Lalu ketika dua adiknya, Roekmini dan Kardinah yang sudah mulai dipingit, ia menerapkan gagasan persamaan derajat. Mereka tidak perlu bersikap terlalu kaku satu sama lain. Bersama dua adiknya pula mereka sama-sama berjuang untuk kemajuan kaum perempuan. Di tempat itu pula kemampuan menulis Kartini mulai terasah. Beberaka karya tulisnya pernah dimuat beberapa media dan jurnal, meskipun bukan dengan namanya sendiri.

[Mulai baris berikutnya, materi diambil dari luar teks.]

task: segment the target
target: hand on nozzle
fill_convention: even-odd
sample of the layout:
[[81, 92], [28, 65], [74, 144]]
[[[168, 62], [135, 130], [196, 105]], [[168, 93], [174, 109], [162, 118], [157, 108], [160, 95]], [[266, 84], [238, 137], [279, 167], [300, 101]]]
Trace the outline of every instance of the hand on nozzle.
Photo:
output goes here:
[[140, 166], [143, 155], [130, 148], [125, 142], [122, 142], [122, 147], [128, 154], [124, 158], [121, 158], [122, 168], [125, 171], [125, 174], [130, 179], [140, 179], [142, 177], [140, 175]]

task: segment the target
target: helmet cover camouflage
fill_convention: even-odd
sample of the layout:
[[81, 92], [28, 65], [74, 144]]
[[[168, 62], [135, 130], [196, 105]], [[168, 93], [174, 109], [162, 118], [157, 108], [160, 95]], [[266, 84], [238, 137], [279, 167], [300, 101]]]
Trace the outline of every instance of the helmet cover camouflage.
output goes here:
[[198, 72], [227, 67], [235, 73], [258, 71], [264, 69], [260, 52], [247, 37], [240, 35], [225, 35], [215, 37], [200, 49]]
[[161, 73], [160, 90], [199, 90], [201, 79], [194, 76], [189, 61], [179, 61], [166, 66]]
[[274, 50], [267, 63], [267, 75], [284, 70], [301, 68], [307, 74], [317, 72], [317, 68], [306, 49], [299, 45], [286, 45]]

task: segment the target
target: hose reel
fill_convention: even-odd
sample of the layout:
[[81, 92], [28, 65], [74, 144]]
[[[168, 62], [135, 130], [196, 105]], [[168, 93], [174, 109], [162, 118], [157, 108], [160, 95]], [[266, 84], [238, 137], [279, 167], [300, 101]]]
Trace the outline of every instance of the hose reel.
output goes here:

Ketika akhirnya mereka terbebas dari adat pingitan, Kartini, Roekmini dan Kardinah sangat bersyukur. Mereka membangun sekolah putih pertama di Hindia Belanda. Sekolah itu terletak di beranda belakang rumah dinas Bupati Jepara. Di sana ia dan kedua adiknya mengajarkan baca-tulis, budi pekerti, memasak, merenda, menjahit, menggambar dan kerajinan tangan. Tak hanya itu mereka juga membantu mengembangkan kerajinan tangan ukir dengan menciptakan motif macan kurung. 

Kartini mendedikasikan hidupnya untuk berjuang demi kemerdekaan kaum perempuan. Ia merupakan pelopor dan pembuka pintu yang membuat wanita tak lagi dipandang sebelah mata, dan memiliki hak sama untuk mendapat pendidikan. Pemikiran, gagasan dan tulisannya telah memberikan banyak inspirasi bagi banyak kalangan. 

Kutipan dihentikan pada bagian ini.